Violin Online: Violin Class
Unit 5 - 20th Century Violin Music
20TH CENTURY MUSIC
OVERVIEW (1900-2000)
UNIT 5.1
  1. World Wars and experimentation in music.
    Many significant historical and political events have taken place since this era began, including two world wars. The upheavals of these times have caused composers to take many different directions, including new forms of musical expression. Some of these new forms include the following 20th century styles of music.
  2. Impressionism.
    This term describes a form of music in which new sounds and sonorities are used to convey fleeting impressions, movement and moods. Forms often used in Impressionistic music include symphonies and smaller character pieces such as preludes and nocturnes.
  3. Expressionism.
    This style of music is exemplified by compositional techniques such as twelve-tone music and serialism. The twelve tone technique, developed by the composer Arnold Schoenberg (1874-1951), refers to a system where the composer arranges the twelve notes of the chromatic scale in a fixed order. This ordered sequence of the twelve notes is called a twelve-tone row or series that forms a unique melody. Composers using this method generally would not repeat any note in the tone row until the entire series of twelve notes had been heard. Variations to the tone row include retrograde, inverted and transposed versions of the tone row. Twelve-tone music often is highly atonal, and has been used with music forms such as quartets in unconventional ways. The twelve-tone technique was later called serialism, and continues to be used by some composers today.
  4. Chance Music.
    Also called aleatory music. In this form of music, indeterminancy is used in the composition of the music, performance, or both.

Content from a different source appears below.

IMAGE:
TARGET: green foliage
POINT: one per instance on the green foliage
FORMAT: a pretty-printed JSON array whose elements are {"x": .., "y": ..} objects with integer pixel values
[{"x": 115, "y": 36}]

The result is a new piece of music each time the chance music is performed.
  5. Electronic music.
    A few of the various forms of electronic music include: electronically produced sounds (e.g. music concrete which uses manipulated real sounds from a tape recorder); computer generated pitches, sounds, textures and compositions (including microtonal music); and combinations of traditional instruments with computer generated music.
  6. Past musical styles and forms have remained in use.
    Musical forms and styles from previous musical periods have also been used during this era, often in experimental ways such as Post-Romantic, Neo-Classic and Neo-Baroque styles. Additionally, early music groups have been formed to perform the music of past eras such as the Baroque and Classical periods, often using authentic performance practices and period instruments.
  7. Popular music has increased in importance.
    During this era, art music acquired the status of an elite form of entertainment that many members of the general public could no longer relate to. Popular music such as jazz, country, rock, pop, rap, hip-hop and other contemporary forms of popular music have become the predominant music listened to by the general public. Whereas in the past, classical music was the popular music of its day, this no longer is true.
  8. New Directions.
    All sounds, styles and forms of music are now possible for composers, listeners and musicians, including the music of non-western cultures. Composers are writing both highly sophisticated and complex art music, often understandable only to an elite few, as well as art music accessible to the masses, such as music composed for movies and musical theater. Although the attendance at public classical music concerts may be waning in some cities, the core of classical music supporters remains strong. A rising tide of musical amateurs, eager to learn how to play musical instruments and to perform classical music has also emerged in recent years. Traditional modes of musical instruction and printed sheet music are plentiful, and new directions in technology such as online learning and immediate access to digital sheet music and recordings offer abundant opportunities for lifelong learning and active music making.